Depuis le 9 mai dernier, la communauté d'agglomération du bassin d'Arcachon Sud (Cobas) procède à la déconstruction de son ancienne usine d'incinération d'ordures ménagères (UIOM), située à La Teste de Buch (Gironde). L'opération, qui comprend non seulement la déconstruction mais aussi le traitement des sols et la remise en état du site, devrait se terminer à la fin de l'année 2005. Fermée depuis décembre 1999, l'UIOM a brûlé chaque année pendant 25 ans entre 30.000 et 36.000 tonnes de déchets. Le chantier est assuré par Delair Navara, une filiale du groupe Vinci spécialiste des démolitions, décontaminations et dépollutions.

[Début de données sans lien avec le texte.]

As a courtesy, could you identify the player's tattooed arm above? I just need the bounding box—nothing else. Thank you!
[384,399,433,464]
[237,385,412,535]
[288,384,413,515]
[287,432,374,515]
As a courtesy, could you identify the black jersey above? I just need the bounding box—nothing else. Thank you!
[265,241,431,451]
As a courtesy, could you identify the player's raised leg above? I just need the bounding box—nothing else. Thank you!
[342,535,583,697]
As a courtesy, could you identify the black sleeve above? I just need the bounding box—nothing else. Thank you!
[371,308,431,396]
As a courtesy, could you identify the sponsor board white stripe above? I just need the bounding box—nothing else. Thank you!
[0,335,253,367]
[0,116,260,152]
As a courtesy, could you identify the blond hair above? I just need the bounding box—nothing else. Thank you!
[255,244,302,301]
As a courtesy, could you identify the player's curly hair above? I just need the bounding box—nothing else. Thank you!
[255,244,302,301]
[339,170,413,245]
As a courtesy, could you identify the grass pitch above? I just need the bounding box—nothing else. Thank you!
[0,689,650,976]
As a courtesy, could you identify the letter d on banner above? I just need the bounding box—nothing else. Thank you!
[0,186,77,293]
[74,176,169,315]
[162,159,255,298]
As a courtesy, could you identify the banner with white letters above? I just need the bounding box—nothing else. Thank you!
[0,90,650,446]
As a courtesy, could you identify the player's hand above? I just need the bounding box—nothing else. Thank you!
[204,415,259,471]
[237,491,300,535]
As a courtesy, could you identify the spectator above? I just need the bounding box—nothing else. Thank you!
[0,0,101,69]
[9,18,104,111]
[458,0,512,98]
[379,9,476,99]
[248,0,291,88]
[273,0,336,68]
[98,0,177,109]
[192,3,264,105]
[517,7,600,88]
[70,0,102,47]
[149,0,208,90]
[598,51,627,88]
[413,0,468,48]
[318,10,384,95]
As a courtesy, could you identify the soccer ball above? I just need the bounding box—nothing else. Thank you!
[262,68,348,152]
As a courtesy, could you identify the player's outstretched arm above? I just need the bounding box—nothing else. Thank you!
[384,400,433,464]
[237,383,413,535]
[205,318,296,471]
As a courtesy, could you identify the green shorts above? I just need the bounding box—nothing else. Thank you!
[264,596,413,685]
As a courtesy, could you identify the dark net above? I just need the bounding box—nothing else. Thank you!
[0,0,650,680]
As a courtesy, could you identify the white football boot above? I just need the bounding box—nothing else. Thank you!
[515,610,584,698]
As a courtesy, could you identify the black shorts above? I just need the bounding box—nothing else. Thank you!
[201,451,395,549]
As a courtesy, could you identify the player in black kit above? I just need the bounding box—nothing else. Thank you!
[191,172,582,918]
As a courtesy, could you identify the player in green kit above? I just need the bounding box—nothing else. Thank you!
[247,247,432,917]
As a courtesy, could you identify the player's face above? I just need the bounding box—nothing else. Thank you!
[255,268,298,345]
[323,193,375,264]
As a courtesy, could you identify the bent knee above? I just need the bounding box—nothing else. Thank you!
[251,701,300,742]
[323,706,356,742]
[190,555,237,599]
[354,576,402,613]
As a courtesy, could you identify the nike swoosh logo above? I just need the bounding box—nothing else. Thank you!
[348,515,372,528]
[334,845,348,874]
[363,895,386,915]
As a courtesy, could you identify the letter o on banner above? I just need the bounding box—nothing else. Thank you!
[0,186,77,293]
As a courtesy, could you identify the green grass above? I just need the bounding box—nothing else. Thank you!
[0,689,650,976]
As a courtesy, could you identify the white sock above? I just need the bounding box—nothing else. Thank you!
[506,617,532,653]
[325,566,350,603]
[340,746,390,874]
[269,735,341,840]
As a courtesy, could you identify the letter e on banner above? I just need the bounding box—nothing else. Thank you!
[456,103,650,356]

La première tranche de travaux consiste en la déconstruction proprement dite de l'usine. Elle devrait prendre fin vers la mi-juillet. L'usine est démontée de façon sélective, pièce par pièce, afin d'assurer la valorisation des matériaux et leur élimination dans les filières agréées. Il aura fallu trois semaines pour découper la cheminée en béton haute de 26 mètres à l'aide d'une machine à grands bras. Les bétons du four sont stockés à part et seront analysés pour vérifier s'ils contiennent ou non des métaux lourds. L'entreprise concasse les bétons et matériaux de construction qui deviendront de la sous-couche routière. «Le reste du bâtiment est décortiqué avec des cisailles et des broyeurs», explique Virgile Dacounin, le conducteur des travaux pour Delair Navarra. Toute la partie métallique est vendue en Espagne pour être refondue. « Les déchets non recyclables et les fines [poussières] sont en cours d'analyse pour déterminer leur teneur en métaux lourds. Selon leur degré de pollution, ils iront ensuite en décharge de classe 1, 2 ou 3 », ajoute-t-il.

La deuxième phase des travaux, le traitement des sols après analyse, devrait commencer en avance sur le calendrier, dès la mi-juillet. «Les analyses que nous avons déjà effectuées autour de l'usine montrent que le sol n'est pas pollué, mais nous devons attendre celles que nous ferons sous le bâtiment pour savoir si la terre doit être décapée ou non», précise Hélène Arcis, responsable environnement à la Cobas. Selon la gravité de la pollution, la terre est enlevée sur une épaisseur de 50 centimètres à un mètre et dirigée en décharge de classe 1 ou incinérée. «La terre ne devrait pas être très polluée car il y avait une dalle en béton», estime Virgile Dacounin. Après analyse et traitement des sols, le site sera remis en état, avec le dévoiement des réseaux de voierie. Le site, situé en zone industrielle, devrait être vendu par la Cobas à un établissement public ou une entreprise. Le coût des travaux est estimé à 900.000 euros, financés principalement par la Cobas, avec l'aide du Département, de la région Aquitaine et de l'Etat. Des coûts moins élevés que si la Cobas avait dû remettre l'usine aux normes.

Depuis sa fermeture en 1999, la communauté d'agglomération a mis en place une collecte sélective des emballages et déchets fermentescibles. Les déchets ultimes sont envoyés vers un centre d'enfouissement.